The US deficit and debt did, however, provide a platform for S&P to leap to the top of the table. S&P has just reaffirmed its triple-A credit rating on US government debt. Well and good. However, at the same time, it issued an accompanying wayward and toothless warning that its rating could fall if political agreement were not reached, and meaningful action begun, on reducing the budget deficit by 2013. Under no imaginable circumstances would S&P be justified in reducing the credit rating on US government securities; and, presumably, it would not be so dense as to ever do it. Of course that didn’t stop commentators from chattering about it and investment markets from predictable diving. The senseless news was certainly highly sensitive from a market point of view and perhaps should be looked at.

What exactly is meant by reducing the rating on the world’s reserve currency? It makes no sense. The US government can “print” money to pay its debt denominated in US dollars. It will never renege on its debt. The situation is quite different for other countries whose debt is denominated in US dollars. They can’t print them. They have to buy them.

The job of S&P and other rating agencies is to assess and score how likely it is that investors in particular securities will get their money back. Investors in US government (US dollar) securities will always get their money back. And that is the only thing S&P should concern itself with.

Objections may be made to my temporarily placing S&P on the top of the table because rating agencies have the advantage of proven incompetence, which perhaps gives them an unfair advantage in the economics illiteracy stakes.

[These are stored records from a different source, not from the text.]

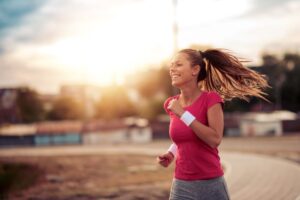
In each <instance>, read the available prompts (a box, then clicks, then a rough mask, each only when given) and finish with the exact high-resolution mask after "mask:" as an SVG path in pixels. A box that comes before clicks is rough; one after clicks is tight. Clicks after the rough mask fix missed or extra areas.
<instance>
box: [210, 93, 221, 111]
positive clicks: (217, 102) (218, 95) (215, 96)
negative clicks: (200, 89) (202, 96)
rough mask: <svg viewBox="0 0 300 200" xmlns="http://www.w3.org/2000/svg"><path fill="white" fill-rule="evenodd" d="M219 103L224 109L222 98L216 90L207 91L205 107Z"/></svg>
mask: <svg viewBox="0 0 300 200" xmlns="http://www.w3.org/2000/svg"><path fill="white" fill-rule="evenodd" d="M217 103H221V106H222V109H224V100H223V99H222V97H221V96H220V95H219V94H218V93H217V92H209V93H208V100H207V109H208V108H210V107H211V106H213V105H215V104H217Z"/></svg>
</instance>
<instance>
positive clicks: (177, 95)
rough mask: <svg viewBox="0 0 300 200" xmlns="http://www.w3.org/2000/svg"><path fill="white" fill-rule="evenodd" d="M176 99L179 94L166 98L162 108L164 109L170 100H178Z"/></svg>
mask: <svg viewBox="0 0 300 200" xmlns="http://www.w3.org/2000/svg"><path fill="white" fill-rule="evenodd" d="M178 97H179V94H177V95H174V96H170V97H168V98H167V99H166V100H165V101H164V107H165V106H168V104H169V102H170V101H171V100H172V99H178Z"/></svg>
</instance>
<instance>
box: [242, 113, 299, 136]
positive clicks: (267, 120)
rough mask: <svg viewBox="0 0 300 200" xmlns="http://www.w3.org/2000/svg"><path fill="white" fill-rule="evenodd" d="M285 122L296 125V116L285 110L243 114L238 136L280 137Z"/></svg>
mask: <svg viewBox="0 0 300 200" xmlns="http://www.w3.org/2000/svg"><path fill="white" fill-rule="evenodd" d="M287 121H288V122H290V123H292V124H294V123H295V122H296V123H297V122H298V121H297V114H296V113H293V112H290V111H285V110H281V111H274V112H270V113H262V112H251V113H245V114H244V115H243V116H241V121H240V134H241V136H264V135H276V136H280V135H282V134H284V133H285V131H286V130H285V129H286V126H284V123H286V122H287ZM299 128H300V127H299ZM299 130H300V129H298V131H299Z"/></svg>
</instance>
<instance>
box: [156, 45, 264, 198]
mask: <svg viewBox="0 0 300 200" xmlns="http://www.w3.org/2000/svg"><path fill="white" fill-rule="evenodd" d="M242 62H243V61H241V60H239V59H238V58H237V57H235V56H234V55H232V54H231V53H229V52H228V51H225V50H222V49H208V50H206V51H204V52H201V51H197V50H193V49H183V50H181V51H179V53H178V54H177V55H176V56H175V58H174V59H173V61H172V63H171V66H170V76H171V80H172V86H174V87H177V88H178V89H179V90H180V94H178V95H175V96H172V97H169V98H168V99H167V100H166V101H165V103H164V109H165V110H166V112H167V113H168V114H169V116H170V127H169V128H170V129H169V134H170V138H171V139H172V141H173V144H172V145H171V146H170V148H169V149H168V151H167V153H165V154H162V155H160V156H158V158H157V159H158V162H159V164H161V165H162V166H164V167H168V166H169V164H170V163H171V162H172V161H173V159H174V158H176V163H175V173H174V178H173V182H172V187H171V191H170V199H171V200H177V199H180V200H189V199H191V200H192V199H197V200H202V199H203V200H228V199H230V197H229V193H228V189H227V185H226V181H225V179H224V177H223V175H224V172H223V170H222V167H221V163H220V157H219V155H218V146H219V144H220V143H221V140H222V136H223V129H224V119H223V106H224V101H226V100H230V99H232V98H240V99H245V100H248V98H249V97H250V96H256V97H259V98H262V99H265V98H264V97H263V95H265V93H264V92H263V89H265V88H266V87H269V86H268V84H267V81H266V80H265V77H264V76H263V75H261V74H259V73H257V72H255V71H253V70H251V69H248V68H247V67H245V66H243V64H242ZM265 100H266V99H265Z"/></svg>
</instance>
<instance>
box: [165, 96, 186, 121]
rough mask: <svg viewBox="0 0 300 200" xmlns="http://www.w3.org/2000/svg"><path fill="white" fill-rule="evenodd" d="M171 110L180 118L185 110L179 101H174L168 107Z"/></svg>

I recall the ex-CEO of NAB John Stewart in 2008 during the GFC plaintively saying, in mitigation, that the worthless mortgage-backed securities his bank had unwisely purchased were triple-A rated. Leaving aside the fact that dunderheads could do banking if the only thing to it was purchasing triple-A rated securities, the experience of the GFC illustrated the inadequacy of relying on rating agencies knowing that something is wrong even when it is only thinly disguised. Judged on the number of well-rated securities of companies that have eventually gone belly up, it is best to have limited faith in their competence in spotting dogs, unless they are rabidly foaming at the mouth and veering from side to side across a well-lit public street. After all, they gave Enron an investment grade, four days before it went bankrupt.

Maybe S&P wanted to generate some publicity for itself even at the cost of being silly. Some people may argue that it might have the side benefit of adding to the pressure on the US Congress and Obama to cut spending. That is equally silly. Pelosi, Reid and Obama will not be cowed by S&P. They can withstand withering economic logic, common sense and $14 trillion of debt without flinching.

In the end result, either the US government will get its act together and control its profligate spending or, failing that, confidence in the US dollar will collapse and the US will suffer a massive inflation. This undoubtedly would lead to another severe world recession, if not worse. But that is not S&P’s business. The US government would still pay its debt, albeit in devalued dollars.